# Sport/bucked seats Audi TT RS.



## The Pretender (May 16, 2015)

almost all TT RS cars out now have the normal Audi TT sport seats.










But there will also be a "fixed back" bucked seat available in due time, like the one in the R8.










Or in Audi Exclusive edition. 










What would you choose: "Sport seat" or "Bucket seat". ??


----------



## noname (Aug 20, 2015)

SS..and its entire army to kill who'll buy the BS


----------



## Rev (Nov 17, 2015)

The buckets look quite nice but if you can't adjust them then I'd go with the super sports.

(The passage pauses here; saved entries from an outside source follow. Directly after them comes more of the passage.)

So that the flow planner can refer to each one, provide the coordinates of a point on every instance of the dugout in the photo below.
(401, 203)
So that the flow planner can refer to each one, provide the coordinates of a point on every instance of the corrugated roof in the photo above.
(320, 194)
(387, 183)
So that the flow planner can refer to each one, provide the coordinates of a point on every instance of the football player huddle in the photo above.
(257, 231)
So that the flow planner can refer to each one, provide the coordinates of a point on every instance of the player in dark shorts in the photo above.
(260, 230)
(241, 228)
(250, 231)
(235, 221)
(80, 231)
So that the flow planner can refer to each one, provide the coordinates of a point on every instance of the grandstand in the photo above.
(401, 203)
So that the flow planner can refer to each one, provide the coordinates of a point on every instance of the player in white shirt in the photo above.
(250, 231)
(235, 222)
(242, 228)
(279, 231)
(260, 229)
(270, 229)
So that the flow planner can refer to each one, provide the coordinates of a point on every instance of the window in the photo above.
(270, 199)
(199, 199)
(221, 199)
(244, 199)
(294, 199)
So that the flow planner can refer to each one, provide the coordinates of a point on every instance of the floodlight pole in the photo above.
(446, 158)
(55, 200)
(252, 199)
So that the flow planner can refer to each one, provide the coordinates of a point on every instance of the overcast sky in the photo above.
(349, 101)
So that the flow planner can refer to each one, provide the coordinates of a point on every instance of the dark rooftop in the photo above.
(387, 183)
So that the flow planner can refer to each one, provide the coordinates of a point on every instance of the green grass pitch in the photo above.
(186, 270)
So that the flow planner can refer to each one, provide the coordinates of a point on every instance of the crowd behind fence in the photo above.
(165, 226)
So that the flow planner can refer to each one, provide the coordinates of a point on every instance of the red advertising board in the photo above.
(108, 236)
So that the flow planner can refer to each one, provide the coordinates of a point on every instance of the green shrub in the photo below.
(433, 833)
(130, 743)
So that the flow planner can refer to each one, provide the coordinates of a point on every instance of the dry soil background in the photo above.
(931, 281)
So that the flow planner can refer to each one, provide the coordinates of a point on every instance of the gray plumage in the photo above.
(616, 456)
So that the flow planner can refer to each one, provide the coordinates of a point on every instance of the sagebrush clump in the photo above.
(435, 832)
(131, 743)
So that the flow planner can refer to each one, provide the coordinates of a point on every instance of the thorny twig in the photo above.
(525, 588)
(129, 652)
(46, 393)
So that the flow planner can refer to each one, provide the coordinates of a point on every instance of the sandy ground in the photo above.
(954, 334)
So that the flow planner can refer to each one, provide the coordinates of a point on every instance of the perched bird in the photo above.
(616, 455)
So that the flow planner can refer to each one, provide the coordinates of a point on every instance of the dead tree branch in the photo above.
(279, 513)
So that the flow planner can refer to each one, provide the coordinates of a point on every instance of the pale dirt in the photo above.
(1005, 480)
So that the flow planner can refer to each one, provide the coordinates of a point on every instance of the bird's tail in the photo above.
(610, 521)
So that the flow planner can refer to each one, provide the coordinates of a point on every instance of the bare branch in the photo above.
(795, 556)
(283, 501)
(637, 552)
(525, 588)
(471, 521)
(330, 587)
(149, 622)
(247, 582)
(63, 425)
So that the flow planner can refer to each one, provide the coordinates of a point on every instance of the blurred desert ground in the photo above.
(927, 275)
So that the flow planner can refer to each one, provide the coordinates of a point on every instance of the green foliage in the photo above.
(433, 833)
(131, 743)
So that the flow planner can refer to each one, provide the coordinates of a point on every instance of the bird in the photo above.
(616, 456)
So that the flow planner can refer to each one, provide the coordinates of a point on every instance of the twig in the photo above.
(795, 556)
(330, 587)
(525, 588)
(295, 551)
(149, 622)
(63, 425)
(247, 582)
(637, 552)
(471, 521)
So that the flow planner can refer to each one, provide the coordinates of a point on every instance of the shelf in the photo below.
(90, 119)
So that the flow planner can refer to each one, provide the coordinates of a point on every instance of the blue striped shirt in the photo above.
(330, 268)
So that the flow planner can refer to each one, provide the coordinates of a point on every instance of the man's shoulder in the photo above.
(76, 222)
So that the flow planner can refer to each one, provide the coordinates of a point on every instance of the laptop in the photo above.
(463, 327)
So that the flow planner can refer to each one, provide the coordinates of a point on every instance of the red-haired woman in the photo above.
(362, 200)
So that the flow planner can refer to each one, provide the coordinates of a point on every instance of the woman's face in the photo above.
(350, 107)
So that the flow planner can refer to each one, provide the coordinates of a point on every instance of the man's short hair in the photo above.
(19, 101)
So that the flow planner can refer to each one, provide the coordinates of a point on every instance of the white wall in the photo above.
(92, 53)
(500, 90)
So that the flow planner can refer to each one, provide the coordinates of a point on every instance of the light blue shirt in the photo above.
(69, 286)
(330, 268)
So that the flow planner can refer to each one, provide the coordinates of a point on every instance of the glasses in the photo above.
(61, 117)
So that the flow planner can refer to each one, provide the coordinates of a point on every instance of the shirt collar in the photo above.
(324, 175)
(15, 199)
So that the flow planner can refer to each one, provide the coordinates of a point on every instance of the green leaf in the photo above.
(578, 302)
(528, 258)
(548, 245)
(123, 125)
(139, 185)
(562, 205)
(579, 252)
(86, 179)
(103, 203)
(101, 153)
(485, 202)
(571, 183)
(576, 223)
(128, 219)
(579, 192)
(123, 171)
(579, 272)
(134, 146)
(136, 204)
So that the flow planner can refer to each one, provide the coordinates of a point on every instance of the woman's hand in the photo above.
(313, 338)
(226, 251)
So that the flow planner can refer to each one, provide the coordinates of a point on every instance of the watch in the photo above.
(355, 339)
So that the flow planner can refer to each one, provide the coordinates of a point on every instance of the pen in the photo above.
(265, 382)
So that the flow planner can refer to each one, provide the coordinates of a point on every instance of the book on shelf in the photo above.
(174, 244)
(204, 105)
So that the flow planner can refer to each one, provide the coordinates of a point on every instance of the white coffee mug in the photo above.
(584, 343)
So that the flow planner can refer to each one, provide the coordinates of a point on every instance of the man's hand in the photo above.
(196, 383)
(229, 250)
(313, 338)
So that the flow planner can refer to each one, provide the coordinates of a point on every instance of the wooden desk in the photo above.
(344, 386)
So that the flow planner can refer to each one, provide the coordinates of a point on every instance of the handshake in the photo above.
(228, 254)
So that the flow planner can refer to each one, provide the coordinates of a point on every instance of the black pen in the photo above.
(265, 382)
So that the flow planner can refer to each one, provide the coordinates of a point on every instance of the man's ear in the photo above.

TBH I quite like the standard seats in the TT, no worry about the plastic sides then


----------



## VTTS (Dec 24, 2016)

Sports seats; at least they're adjustable. However if someone offered me an R8 (which obviously have the bucket seats) I wouldn't say no 

Sent from my iPhone using Tapatalk


----------



## TerryCTR (Nov 12, 2009)

Recently I saw someone fitted 911 GT3 RS buckets with a quilted look in a Mk2 RS - looked 8)


----------



## Piker Mark (Nov 16, 2011)

The super sports seats in the TTS and RS are very good. I tend to find Audi bucket seats to be uncomfortable - I'd option them off the R8 plus if I was ordering one. I'd certainly not spec them on a TT RS, the standard seats are as I said, excellent. Porsche buckets are even worse - mate has previous gen' Cayman GTS and that has buckets - after half hour in that your back starts to creak. lol. The one that really stands out is the new Focus RS - my brother has one and the buckets in that are horrendously uncomfortable, as well as being set about two feet off the ground...


----------



## daddow (Jan 1, 2017)

Piker Mark said:


> The super sports seats in the TTS and RS are very good. I tend to find Audi bucket seats to be uncomfortable - I'd option them off the R8 plus if I was ordering one. I'd certainly not spec them on a TT RS, the standard seats are as I said, excellent. Porsche buckets are even worse - mate has previous gen' Cayman GTS and that has buckets - after half hour in that your back starts to creak. lol. The one that really stands out is the new Focus RS - my brother has one and the buckets in that are horrendously uncomfortable, as well as being set about two feet off the ground...


I had the MK3 diesel and MK3 235 tfsi, the seats were awful I was always shifting position, now have the MK3 TTS what a difference so comfortable I don' believe the difference.


----------